Светлый фон

Одно ясно. К тому времени, когда Элвин Барнсли отыскал обратный путь, его товарищи больше не годились для мира на поверхности. Иначе они бы ушли.

Я понял, что все кончено, когда донеслись рыдания Джинни: звуки, рвавшиеся из разбитого сердца. И во мне тоже что-то разорвалось. У нас больше не было сына. У Кэйти не стало брата. Теперь у нас остались одни воспоминания, пока сознание наше будет способно выискивать их и позволять рассеиваться вместе со всем остальным.

На мгновение я подумал было вернуться к ней, потом передумал. Нет. Ей тоже хочется в эти минуты побыть наедине с собой. Я это понимал. Порой у меня было такое чувство, что я до того хорошо ее знаю, что понятия больше не имею, кто она на самом деле такая.

Что до того (чем бы оно ни было), что следило из глубокой темени шахты, то оно, должно быть, сгинуло, услышав, что мы приближаемся: оно поняло, что только что произошло, так же хорошо, как и каждый из нас. Должно быть, оно дожидалось этой минуты.

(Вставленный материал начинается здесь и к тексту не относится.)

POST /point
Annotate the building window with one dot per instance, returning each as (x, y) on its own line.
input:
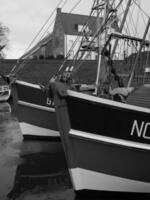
(81, 28)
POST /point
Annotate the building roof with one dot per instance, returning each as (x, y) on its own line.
(70, 22)
(41, 43)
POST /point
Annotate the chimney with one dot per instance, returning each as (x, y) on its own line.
(58, 11)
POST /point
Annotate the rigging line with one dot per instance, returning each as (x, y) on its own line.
(17, 64)
(43, 25)
(141, 9)
(75, 6)
(75, 56)
(51, 23)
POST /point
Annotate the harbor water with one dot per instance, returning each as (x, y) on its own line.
(31, 170)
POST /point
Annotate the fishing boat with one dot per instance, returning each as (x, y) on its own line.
(105, 132)
(35, 111)
(4, 93)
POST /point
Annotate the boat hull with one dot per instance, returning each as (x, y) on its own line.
(106, 143)
(35, 113)
(5, 93)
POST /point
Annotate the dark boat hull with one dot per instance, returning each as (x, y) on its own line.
(35, 113)
(106, 143)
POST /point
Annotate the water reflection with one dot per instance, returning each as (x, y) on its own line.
(41, 172)
(33, 170)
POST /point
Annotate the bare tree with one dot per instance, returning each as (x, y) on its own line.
(4, 31)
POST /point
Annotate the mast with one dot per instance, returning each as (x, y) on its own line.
(121, 26)
(138, 55)
(100, 57)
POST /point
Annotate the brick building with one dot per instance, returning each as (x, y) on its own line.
(66, 29)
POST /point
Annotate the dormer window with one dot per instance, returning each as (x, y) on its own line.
(81, 28)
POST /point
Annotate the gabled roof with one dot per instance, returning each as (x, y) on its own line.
(70, 22)
(41, 43)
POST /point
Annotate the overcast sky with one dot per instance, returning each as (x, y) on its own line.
(24, 18)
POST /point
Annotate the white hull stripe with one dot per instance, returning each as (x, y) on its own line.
(28, 84)
(32, 130)
(36, 106)
(109, 140)
(107, 101)
(89, 180)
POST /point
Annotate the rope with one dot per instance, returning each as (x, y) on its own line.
(19, 61)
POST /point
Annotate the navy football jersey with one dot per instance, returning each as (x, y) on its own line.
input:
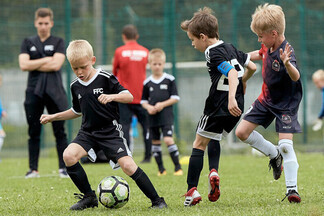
(217, 100)
(95, 116)
(157, 91)
(279, 92)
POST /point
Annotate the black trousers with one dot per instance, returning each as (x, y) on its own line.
(34, 108)
(126, 112)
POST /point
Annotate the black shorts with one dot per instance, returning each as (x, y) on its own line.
(113, 143)
(286, 122)
(216, 127)
(167, 130)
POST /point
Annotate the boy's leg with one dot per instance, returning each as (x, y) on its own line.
(174, 154)
(290, 165)
(71, 156)
(141, 179)
(214, 151)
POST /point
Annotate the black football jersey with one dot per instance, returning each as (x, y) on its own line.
(217, 100)
(157, 91)
(50, 46)
(95, 116)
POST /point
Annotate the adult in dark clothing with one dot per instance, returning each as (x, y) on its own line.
(43, 56)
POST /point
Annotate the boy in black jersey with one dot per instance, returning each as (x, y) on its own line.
(159, 94)
(95, 96)
(280, 97)
(225, 102)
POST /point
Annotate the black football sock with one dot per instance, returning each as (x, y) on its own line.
(145, 184)
(157, 154)
(214, 151)
(79, 178)
(174, 153)
(196, 163)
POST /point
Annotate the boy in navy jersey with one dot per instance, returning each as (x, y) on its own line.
(225, 102)
(279, 99)
(159, 94)
(95, 96)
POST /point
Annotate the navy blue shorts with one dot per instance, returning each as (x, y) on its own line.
(216, 127)
(167, 130)
(286, 122)
(109, 139)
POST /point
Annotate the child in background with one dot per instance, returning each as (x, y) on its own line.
(280, 97)
(3, 113)
(159, 94)
(318, 79)
(225, 101)
(95, 97)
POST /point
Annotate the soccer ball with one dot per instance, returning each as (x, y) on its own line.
(113, 192)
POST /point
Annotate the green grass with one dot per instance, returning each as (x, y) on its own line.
(247, 188)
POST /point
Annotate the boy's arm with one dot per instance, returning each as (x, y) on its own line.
(250, 69)
(291, 69)
(55, 64)
(65, 115)
(121, 97)
(232, 103)
(26, 64)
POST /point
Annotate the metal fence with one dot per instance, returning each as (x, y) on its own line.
(101, 22)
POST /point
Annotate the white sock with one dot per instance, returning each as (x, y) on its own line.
(256, 140)
(290, 163)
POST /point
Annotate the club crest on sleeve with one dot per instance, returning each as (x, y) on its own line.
(275, 65)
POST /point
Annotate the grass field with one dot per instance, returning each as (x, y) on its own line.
(247, 188)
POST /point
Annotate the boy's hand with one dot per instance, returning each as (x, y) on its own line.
(151, 110)
(158, 106)
(44, 119)
(233, 108)
(285, 55)
(104, 98)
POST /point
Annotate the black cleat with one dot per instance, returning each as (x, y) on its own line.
(276, 165)
(86, 201)
(159, 204)
(293, 196)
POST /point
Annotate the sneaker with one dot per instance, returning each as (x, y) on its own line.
(178, 172)
(162, 173)
(276, 165)
(159, 203)
(32, 174)
(213, 186)
(63, 173)
(192, 197)
(86, 201)
(293, 196)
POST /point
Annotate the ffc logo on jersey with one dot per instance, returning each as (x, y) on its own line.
(163, 86)
(98, 91)
(275, 65)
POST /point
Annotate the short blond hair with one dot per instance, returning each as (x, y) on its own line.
(156, 53)
(318, 75)
(204, 22)
(79, 49)
(268, 17)
(44, 12)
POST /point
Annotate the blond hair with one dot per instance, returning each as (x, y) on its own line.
(44, 12)
(318, 75)
(156, 53)
(79, 49)
(204, 22)
(268, 17)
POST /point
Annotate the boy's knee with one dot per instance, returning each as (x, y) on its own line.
(241, 134)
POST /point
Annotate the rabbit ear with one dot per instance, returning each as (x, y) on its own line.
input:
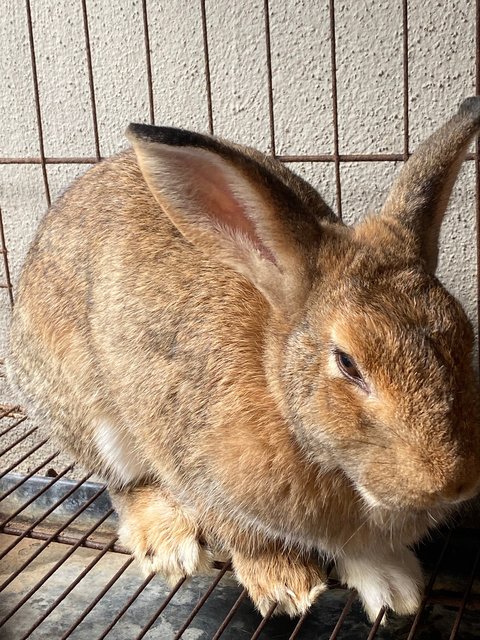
(415, 207)
(233, 208)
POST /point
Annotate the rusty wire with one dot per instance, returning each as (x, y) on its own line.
(9, 526)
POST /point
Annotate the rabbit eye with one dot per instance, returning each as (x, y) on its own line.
(347, 366)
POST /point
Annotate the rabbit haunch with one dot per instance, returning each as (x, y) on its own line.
(178, 323)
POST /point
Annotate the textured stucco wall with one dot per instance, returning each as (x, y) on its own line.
(370, 95)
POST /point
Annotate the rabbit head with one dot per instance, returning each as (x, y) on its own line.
(369, 358)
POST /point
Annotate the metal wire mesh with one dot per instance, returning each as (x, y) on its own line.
(143, 605)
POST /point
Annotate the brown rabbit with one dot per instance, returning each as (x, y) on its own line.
(250, 375)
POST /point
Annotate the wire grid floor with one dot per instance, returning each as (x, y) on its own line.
(64, 575)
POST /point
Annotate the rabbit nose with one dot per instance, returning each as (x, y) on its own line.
(458, 491)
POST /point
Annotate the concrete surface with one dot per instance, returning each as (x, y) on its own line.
(370, 96)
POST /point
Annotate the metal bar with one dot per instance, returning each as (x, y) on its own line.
(230, 614)
(468, 588)
(12, 426)
(28, 476)
(428, 588)
(6, 267)
(202, 601)
(18, 440)
(477, 157)
(326, 157)
(269, 76)
(159, 611)
(128, 604)
(208, 81)
(336, 155)
(98, 597)
(24, 457)
(52, 536)
(88, 52)
(37, 100)
(148, 61)
(264, 621)
(71, 587)
(406, 127)
(343, 615)
(51, 571)
(44, 515)
(51, 160)
(62, 539)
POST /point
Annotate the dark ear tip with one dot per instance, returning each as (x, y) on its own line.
(471, 107)
(136, 131)
(166, 135)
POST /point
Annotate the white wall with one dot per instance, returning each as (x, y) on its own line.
(369, 40)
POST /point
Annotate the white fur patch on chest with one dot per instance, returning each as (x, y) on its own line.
(119, 452)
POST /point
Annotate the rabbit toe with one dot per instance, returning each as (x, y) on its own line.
(392, 582)
(278, 580)
(162, 536)
(171, 554)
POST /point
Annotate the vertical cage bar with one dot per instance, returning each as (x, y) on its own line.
(38, 110)
(208, 82)
(336, 154)
(88, 51)
(6, 267)
(406, 126)
(269, 75)
(477, 159)
(148, 61)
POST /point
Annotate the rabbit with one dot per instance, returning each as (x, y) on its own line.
(251, 376)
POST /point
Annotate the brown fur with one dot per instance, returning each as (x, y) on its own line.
(197, 322)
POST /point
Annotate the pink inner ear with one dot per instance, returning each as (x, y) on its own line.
(222, 206)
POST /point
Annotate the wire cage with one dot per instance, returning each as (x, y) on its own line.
(63, 573)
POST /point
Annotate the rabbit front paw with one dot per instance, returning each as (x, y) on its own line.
(384, 580)
(161, 536)
(290, 582)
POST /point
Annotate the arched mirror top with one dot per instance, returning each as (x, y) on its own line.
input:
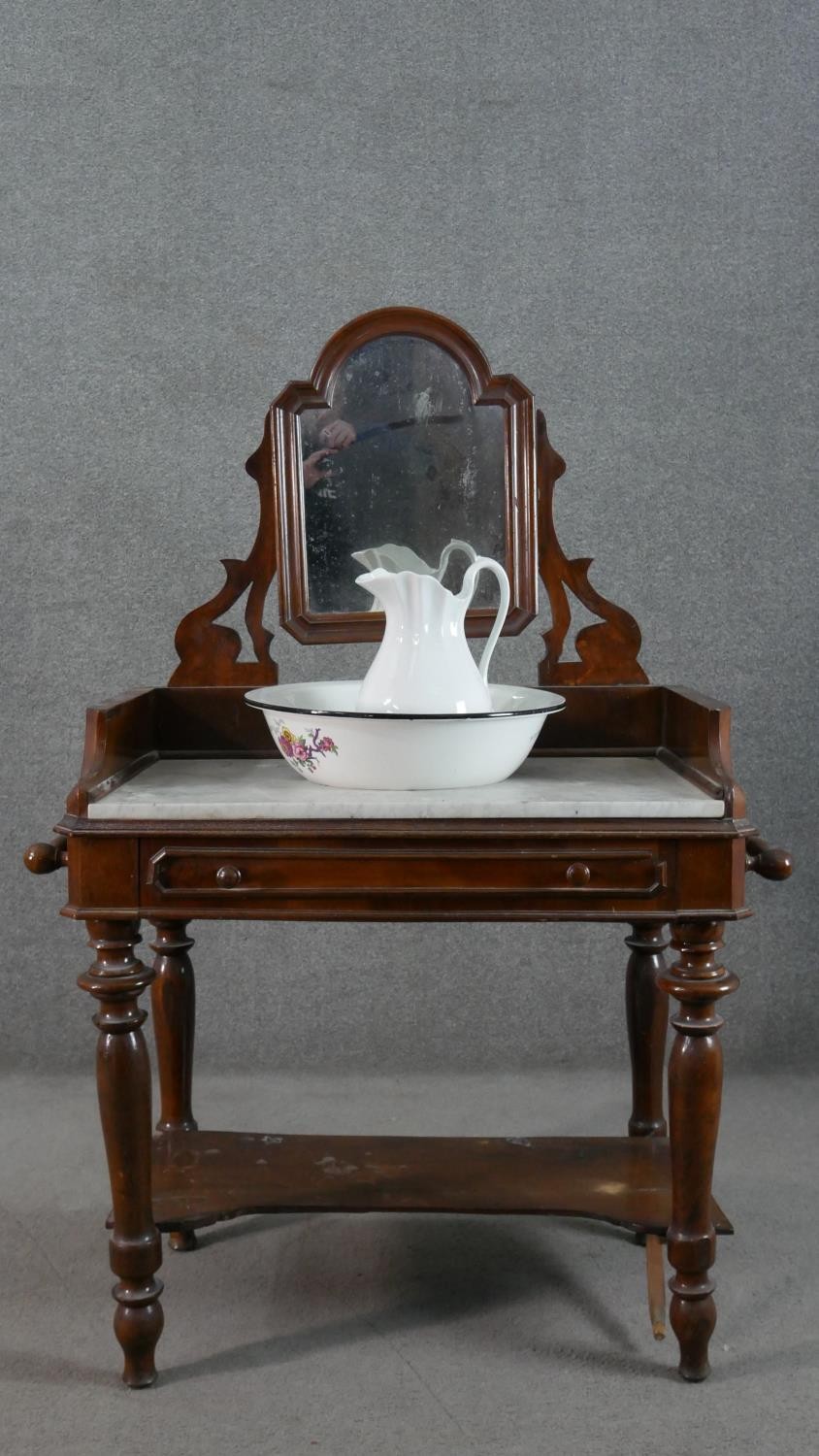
(401, 450)
(431, 456)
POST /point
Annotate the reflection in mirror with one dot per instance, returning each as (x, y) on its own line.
(401, 471)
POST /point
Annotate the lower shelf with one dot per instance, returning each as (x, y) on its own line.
(201, 1178)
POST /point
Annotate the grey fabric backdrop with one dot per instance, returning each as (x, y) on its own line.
(615, 200)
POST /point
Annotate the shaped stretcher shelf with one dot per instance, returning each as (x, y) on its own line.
(201, 1178)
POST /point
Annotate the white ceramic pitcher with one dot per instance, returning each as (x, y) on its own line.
(402, 558)
(423, 664)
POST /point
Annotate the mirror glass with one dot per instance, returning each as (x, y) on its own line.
(401, 471)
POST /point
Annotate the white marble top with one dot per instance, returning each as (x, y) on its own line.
(541, 788)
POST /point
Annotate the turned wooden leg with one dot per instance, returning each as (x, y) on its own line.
(694, 1091)
(174, 1009)
(124, 1083)
(646, 1018)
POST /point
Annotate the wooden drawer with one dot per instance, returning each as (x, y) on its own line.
(230, 874)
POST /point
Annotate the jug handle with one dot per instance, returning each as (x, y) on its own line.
(448, 550)
(467, 591)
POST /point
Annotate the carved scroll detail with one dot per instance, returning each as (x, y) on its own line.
(209, 651)
(608, 648)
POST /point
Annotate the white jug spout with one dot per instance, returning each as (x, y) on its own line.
(375, 581)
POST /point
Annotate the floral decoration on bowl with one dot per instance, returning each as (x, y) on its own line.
(305, 751)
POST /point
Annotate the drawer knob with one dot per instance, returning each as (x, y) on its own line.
(577, 874)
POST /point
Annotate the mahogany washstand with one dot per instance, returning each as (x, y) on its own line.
(679, 871)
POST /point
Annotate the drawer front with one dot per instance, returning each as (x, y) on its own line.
(241, 874)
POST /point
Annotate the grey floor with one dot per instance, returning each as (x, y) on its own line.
(425, 1336)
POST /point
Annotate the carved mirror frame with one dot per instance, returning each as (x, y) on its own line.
(518, 468)
(210, 651)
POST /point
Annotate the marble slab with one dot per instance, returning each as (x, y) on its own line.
(542, 788)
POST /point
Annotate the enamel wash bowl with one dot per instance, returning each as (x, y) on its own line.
(326, 740)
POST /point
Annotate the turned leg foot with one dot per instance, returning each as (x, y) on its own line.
(182, 1241)
(646, 1018)
(174, 1009)
(124, 1085)
(697, 981)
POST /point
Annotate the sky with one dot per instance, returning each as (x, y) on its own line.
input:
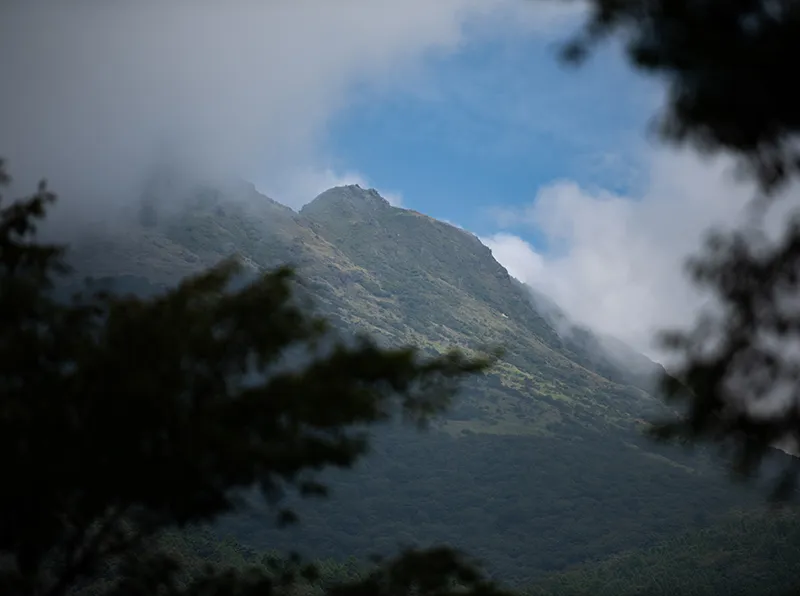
(459, 109)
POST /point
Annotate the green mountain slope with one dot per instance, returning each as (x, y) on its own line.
(540, 466)
(748, 553)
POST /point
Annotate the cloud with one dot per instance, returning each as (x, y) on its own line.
(94, 93)
(301, 185)
(616, 263)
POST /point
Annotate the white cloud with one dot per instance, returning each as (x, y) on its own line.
(617, 263)
(301, 185)
(93, 91)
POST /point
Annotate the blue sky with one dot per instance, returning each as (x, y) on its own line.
(493, 123)
(459, 107)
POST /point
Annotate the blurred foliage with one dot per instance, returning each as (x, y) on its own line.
(754, 553)
(123, 416)
(540, 463)
(729, 67)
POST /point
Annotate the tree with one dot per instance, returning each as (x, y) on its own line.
(124, 417)
(729, 69)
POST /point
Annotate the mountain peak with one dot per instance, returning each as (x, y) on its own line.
(349, 199)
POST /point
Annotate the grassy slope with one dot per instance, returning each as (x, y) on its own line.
(539, 467)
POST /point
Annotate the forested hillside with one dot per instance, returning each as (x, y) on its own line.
(541, 465)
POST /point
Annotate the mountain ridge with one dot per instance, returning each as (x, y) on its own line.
(539, 465)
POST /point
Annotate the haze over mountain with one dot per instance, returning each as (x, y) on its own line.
(541, 464)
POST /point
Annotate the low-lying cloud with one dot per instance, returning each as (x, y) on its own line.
(95, 93)
(616, 263)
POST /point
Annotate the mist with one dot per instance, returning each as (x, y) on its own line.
(96, 94)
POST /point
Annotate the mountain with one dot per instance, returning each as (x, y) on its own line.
(540, 466)
(606, 354)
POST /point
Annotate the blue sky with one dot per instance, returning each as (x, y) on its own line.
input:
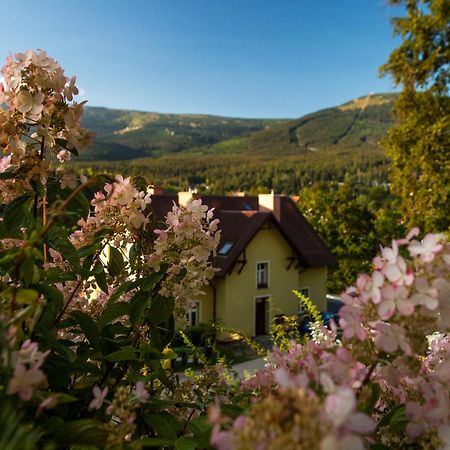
(246, 58)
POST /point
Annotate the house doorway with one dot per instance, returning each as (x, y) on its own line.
(262, 315)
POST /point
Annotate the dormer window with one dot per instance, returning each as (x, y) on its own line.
(225, 249)
(262, 275)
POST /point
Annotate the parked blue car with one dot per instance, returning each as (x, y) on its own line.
(305, 322)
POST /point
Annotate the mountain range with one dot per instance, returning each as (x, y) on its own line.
(221, 154)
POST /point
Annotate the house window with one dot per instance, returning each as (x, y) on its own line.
(193, 315)
(262, 275)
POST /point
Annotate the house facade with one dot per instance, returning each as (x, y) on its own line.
(267, 249)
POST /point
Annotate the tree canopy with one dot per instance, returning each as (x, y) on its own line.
(419, 144)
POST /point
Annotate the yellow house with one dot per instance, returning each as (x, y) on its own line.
(267, 249)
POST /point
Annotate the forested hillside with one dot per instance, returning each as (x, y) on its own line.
(286, 156)
(122, 134)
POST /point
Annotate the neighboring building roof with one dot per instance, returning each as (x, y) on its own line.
(242, 217)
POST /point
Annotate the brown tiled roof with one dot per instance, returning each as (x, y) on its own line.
(238, 228)
(301, 235)
(241, 218)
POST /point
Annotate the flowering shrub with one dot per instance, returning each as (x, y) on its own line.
(385, 384)
(89, 292)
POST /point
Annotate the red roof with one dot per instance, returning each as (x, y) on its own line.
(242, 217)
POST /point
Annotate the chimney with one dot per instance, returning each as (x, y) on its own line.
(270, 203)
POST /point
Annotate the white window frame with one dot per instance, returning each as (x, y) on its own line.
(269, 313)
(198, 314)
(268, 274)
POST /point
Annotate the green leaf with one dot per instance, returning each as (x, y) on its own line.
(55, 302)
(55, 345)
(186, 443)
(55, 275)
(112, 312)
(100, 277)
(152, 442)
(395, 419)
(16, 214)
(115, 263)
(125, 354)
(163, 333)
(137, 306)
(150, 281)
(370, 405)
(88, 326)
(165, 425)
(23, 296)
(29, 273)
(125, 287)
(82, 432)
(161, 309)
(57, 239)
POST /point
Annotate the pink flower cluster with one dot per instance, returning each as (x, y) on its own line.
(121, 208)
(27, 371)
(37, 113)
(186, 245)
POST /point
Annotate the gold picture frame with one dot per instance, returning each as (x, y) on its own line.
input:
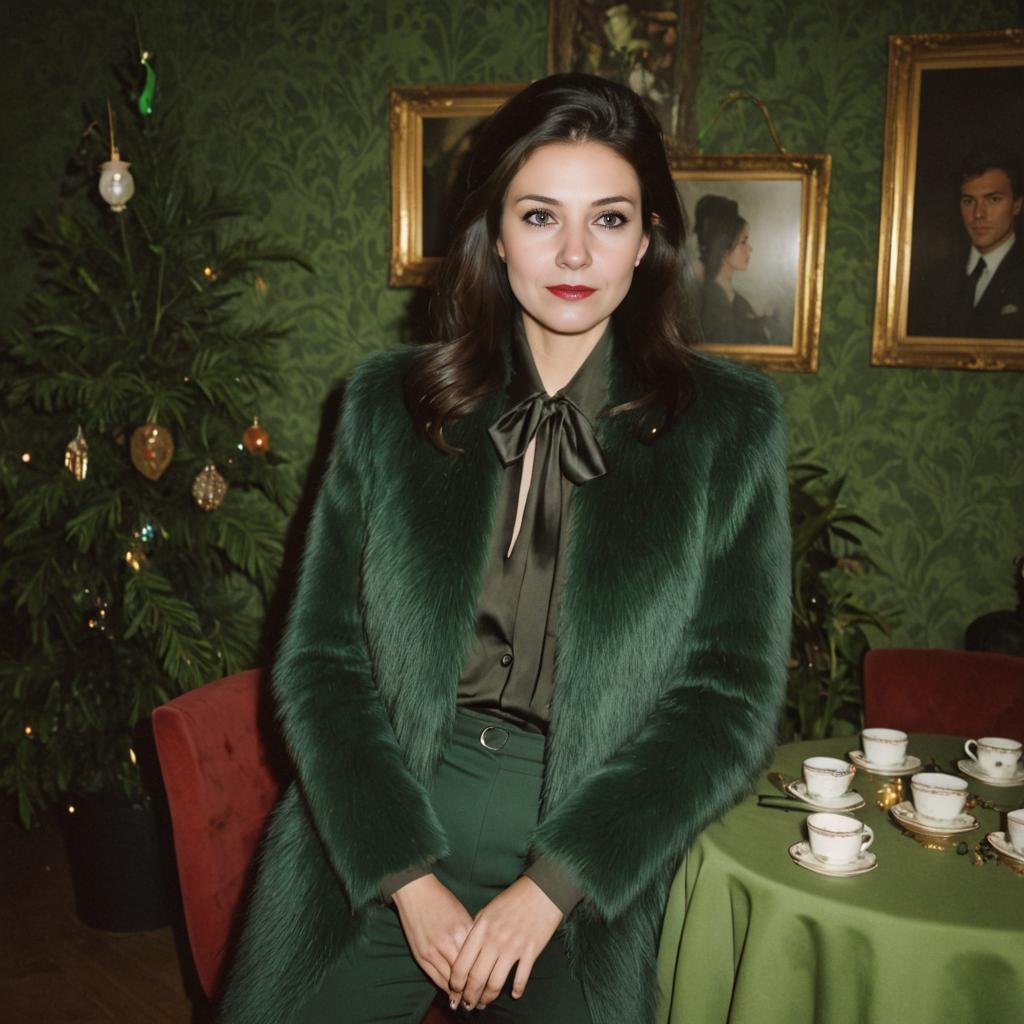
(430, 128)
(772, 317)
(653, 46)
(945, 93)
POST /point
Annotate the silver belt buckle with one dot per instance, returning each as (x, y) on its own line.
(494, 728)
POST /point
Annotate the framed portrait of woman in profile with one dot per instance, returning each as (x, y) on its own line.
(756, 242)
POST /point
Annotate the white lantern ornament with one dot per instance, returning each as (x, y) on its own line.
(116, 182)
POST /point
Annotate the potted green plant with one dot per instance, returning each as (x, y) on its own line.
(829, 626)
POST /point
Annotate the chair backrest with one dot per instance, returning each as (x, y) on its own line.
(221, 784)
(958, 692)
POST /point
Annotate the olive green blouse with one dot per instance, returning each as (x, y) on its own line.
(510, 669)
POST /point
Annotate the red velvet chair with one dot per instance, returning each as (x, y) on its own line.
(220, 787)
(221, 783)
(957, 692)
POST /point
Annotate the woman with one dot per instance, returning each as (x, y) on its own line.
(724, 245)
(540, 636)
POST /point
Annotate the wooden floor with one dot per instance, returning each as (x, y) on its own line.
(54, 970)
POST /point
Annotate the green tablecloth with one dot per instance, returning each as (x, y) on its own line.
(752, 938)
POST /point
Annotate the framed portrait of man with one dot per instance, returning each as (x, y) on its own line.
(431, 132)
(756, 235)
(950, 280)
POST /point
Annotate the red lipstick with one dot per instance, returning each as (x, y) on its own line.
(570, 293)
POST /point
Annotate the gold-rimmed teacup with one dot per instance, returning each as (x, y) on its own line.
(938, 798)
(838, 839)
(826, 778)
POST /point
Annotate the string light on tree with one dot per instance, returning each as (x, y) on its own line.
(256, 439)
(76, 456)
(209, 487)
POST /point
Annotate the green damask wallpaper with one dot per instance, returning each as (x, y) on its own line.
(287, 100)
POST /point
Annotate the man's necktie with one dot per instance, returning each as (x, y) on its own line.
(972, 282)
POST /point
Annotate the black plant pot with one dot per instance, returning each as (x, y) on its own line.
(118, 864)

Поначалу только рябь подбиралась ко мне, скользя клином по воде, смутное предположение о чьей-то спине. Потом оно вышло на мелководье и попыталось вновь подняться на ноги. Я оглаживал в руке камень.

Если и было в тот ужасный момент что хорошего, так это умиротворенное осознание того, от чего мы уберегли нашего сына.

В том, что поднялось из воды, все еще можно было различить человека, каким он был, даже если то был человек, преображенный архаичными формами рептилий, утраченными для мира 300 миллионами минувших лет. Впрочем, сходство было не в его глазах. Их у него не было, только остаточные вздутия на месте бывших глазниц. Отыскивало оно меня только по звуку. И не в форме лица, с приплюснутым куполом черепа и широкой выступающей челюстью, усыпанной клиньями зубов. И не в уродливо удлиненном торсе, или в культях конечностей, или в коже до того бледной, что на черном фоне она отливала голубизной. И уж, конечно, не было сходства в толстом, суживающемся к концу хвосте, какой оно пыталось спрятать.

Нет. О человеке напоминала та гордость, с какой он попытался встать. Вот в чем был человек. В его гордости и в том, как он нес кайло древнего шахтера в похожем на клешню придатке, ставшем ему рукой.

Я выронил свой камень на пол.

Даже через 300 миллионов лет видообразования у существа, мною не виданного, я понимал язык его телодвижений. Я в точности понял, о чем он умолял.

Он протянул мне кайло, потом плюхнулся оземь всеми своими четырьмя, наполовину в воду, наполовину на землю, где чувствовал себя больше дома. И, уткнувшись головой у самых моих ног, он ждал.